- Born: September 26, 1953 Buenos Aires, Argentina
- Died: April 2, 2017 (aged 63) Newton, Massachusetts, USA

Academic background
- Alma mater: Princeton University California–Berkeley
- Doctoral advisor: Alan Blinder William Hoban Branson

Academic work
- Discipline: Monetary economics
- School or tradition: New Keynesian economics
- Institutions: Harvard Business School MIT Sloan School of Management
- Notable ideas: First New Keynesian DSGE model, especially on monopolistic competition
- Website: Information at IDEAS / RePEc;

= Julio Rotemberg =

Argentine-American economist

Julio Jacobo Rotemberg was an Argentine-American economist at Harvard Business School.
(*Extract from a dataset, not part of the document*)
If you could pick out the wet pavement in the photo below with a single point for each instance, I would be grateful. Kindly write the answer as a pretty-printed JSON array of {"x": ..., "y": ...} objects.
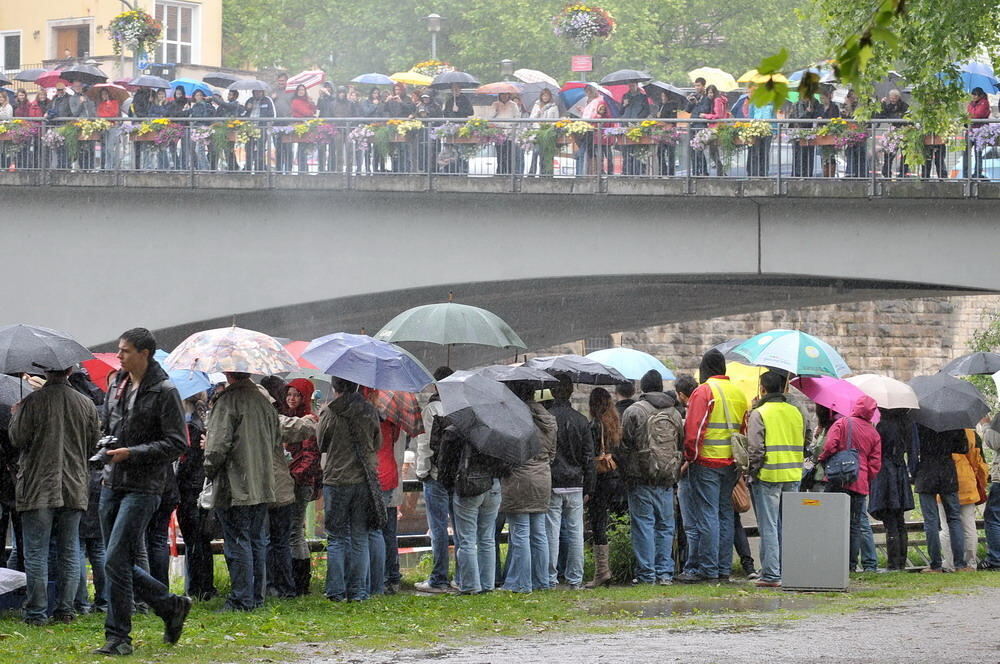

He was known for his collaboration with Michael Woodford on the first New Keynesian DSGE model, especially on monopolistic competition. He was also known for an alternative model of sticky prices.

Rotemberg held a B.A. in economics (1975) from the University of California, Berkeley, and a Ph.D. in economics (1981) from Princeton University.

== Selected publications ==

- "Sticky Prices in the United States". Journal of Political Economy, University of Chicago Press. December 1982.
- "The New Keynesian Microfoundations". NBER Macroeconomics Annual 1987, Volume 2.
- "Human Relations in the Workplace". Journal of Political Economy. August 1994.
- Rotemberg and Garth Saloner. "A Supergame-Theoretic Model of Price Wars during Booms". American Economic Review. June 1986.